The Why
As women enter menopause, estrogen levels drop, which can have a profound effect on the body. Estrogen is a natural anti-inflammatory hormone that helps protect your joints. When levels plummet, inflammation can rise, leading to joint pain, stiffness, and even swelling. It’s no wonder so many women start experiencing aches and pains that they never had before.
At the same time, hormonal changes can slow down your metabolism. You may notice that, seemingly overnight, your clothes don’t fit the same way or that you're gaining weight, particularly around your midsection. This sudden weight gain can put additional stress on your joints, creating a vicious cycle of pain and discomfort.
Just me? Or do you relate?
My Journey Through Menopause and Inflammation
I know this cycle all too well. In January 2023, in the midst of menopause, I had knee surgery. After the surgery, I gained about 10 pounds seemingly overnight, and the joint pain that followed was overwhelming. It wasn’t just in my knee—the inflammation affected my whole body in a way I had never experienced before.
I did my best to slow down and get curious about what was happening inside my body. I took the time to understand the connection between my surgery, menopause, and the inflammation. I had to find a way to get back to basics.
How I Took Control of My Health
To manage the pain and get back to feeling like myself, I started by cleaning up my diet. I realized that my late-night sugar snacks were only adding to the inflammation, so I cut them out for good. Instead, I added a protein smoothie into my routine every morning. I used my XO Jacqui protein, which is designed to be easy on the body and free from sugar.
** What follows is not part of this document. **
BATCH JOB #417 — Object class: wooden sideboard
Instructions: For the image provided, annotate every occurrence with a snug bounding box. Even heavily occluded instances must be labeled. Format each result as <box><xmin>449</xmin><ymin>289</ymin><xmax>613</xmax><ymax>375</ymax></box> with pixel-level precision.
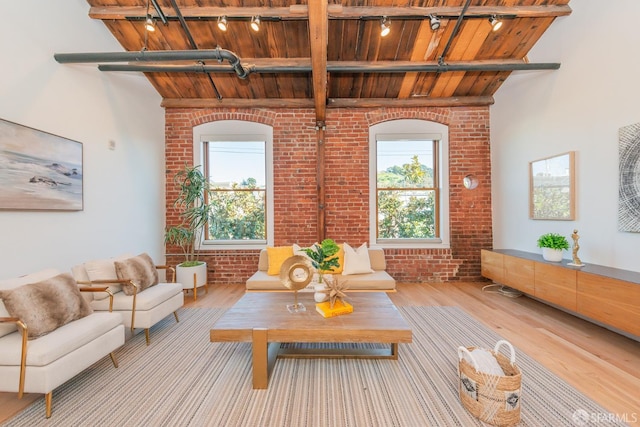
<box><xmin>481</xmin><ymin>249</ymin><xmax>640</xmax><ymax>340</ymax></box>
Here’s my favorite recipe:
XO Jacqui Morning Smoothie Recipe:
- 1 scoop XO Jacqui Vanilla Greens or Daughter's Blend
- 1 cup unsweetened almond milk
- ½ frozen banana
- 1 handful of spinach
- 1 tablespoon almond butter
- Ice cubes (optional)
Blend everything together until smooth and enjoy!
I also started walking daily, even if it was slow at first because of my knee recovery. The goal was to calm my system down and let my body heal.
It felt like progress was slow, but when I look back now, I realize it happened pretty quickly. Within a few weeks, the joint pain subsided, the weight came off, and I started feeling like my self again.
Two Years Later: Stability and Embracing Post-Menopause
Now, almost two years post-menopause, I feel like a new person. My weight is stable, my mind is clear, and I’m sugar-free. I’ve embraced aging with a curious mindset, paying attention to how my body feels and responding with care. It’s all about making the right choices consistently and staying kind to myself during the process.
What You Can Do to Alleviate Joint Pain and Weight Gain
If you're in the midst of menopause and struggling with joint pain and weight gain, know that you're not alone—and there are steps you can take to feel better:
- Clean up your diet: Focus on whole foods, avoid processed sugars, and incorporate plenty of fruits and vegetables to reduce inflammation.
- Add protein: Protein is essential for muscle maintenance and recovery, especially in menopause. Try incorporating a protein smoothie into your daily routine like I did.
- Move gently: Even if you're in pain, gentle movement like walking or stretching can make a big difference in reducing inflammation and supporting joint health.
- Stay curious: Pay attention to your body and how it responds to different foods, activities, and stressors. Adjust as needed and be patient with yourself.
By making small, intentional changes, you can break the cycle of joint pain and weight gain, and come out the other side feeling better than ever.